The chair is attractive, strong and comfortable. It looks like a traditional post-and-rung chair. However, its construction differs. When put in service, a post-and-rung side chair suffers its greatest stress in the fore and aft direction when sat upon, and when it is leaned back upon. Disregarding custom, we anticipate and respect these powerful destructive racking forces. Unlike “traditional” chairs, the side frames are constructed first. Then their rung tenons are firmly interlocked in place by the front and rear rung tenons. I have never seen nor heard of another post-and-rung chair so constructed. A cautionary note to myself: In a vernacular craft of long history, such as stick-chair making, it is all too easy to claim invention. With time we learn that there is little new under the sun.
I suggest you make your first chair “by the book” then go on from there. These features make a Jennie Chair.
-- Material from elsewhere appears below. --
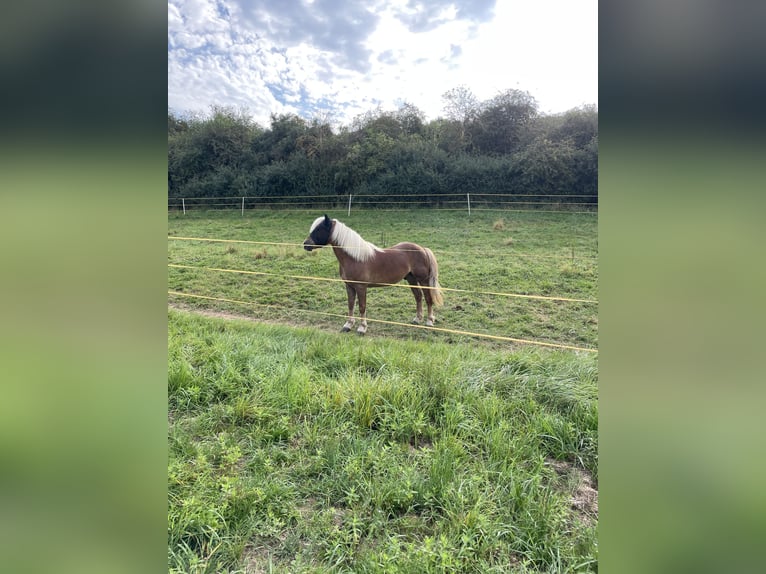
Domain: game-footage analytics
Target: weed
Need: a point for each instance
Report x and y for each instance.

Cautionary Words to the Experienced Craftsperson
This book contains all that you need to know about making post-and-rung chairs from shaved greenwood. My goal is to provide enough information for woodworkers of all levels to be able to make a chair from a tree.
But in ways this text is a bit pedantic, cautionary and repetitive. I envision my reader as a married homemaker in Cincinnati, Ohio, who plans to learn chairmaking in one-half of the family’s two-car garage. I wrote this for her. So please bear with us.
— Jennie Alexander
1930-2018
Thank you for your care in continuing to keep this knowledge available.
I have appreciated the simple, tactful, loving way Jennie Alexander’s history is just…stated on this blog (and others), and that first paragraph is a model of facts over equivocations and explanations. Thank you. And thanks for keeping this book alive and available.
Sold.
I’m so happy this has come to be known as a Jenny Chair. That’s a really nice legacy.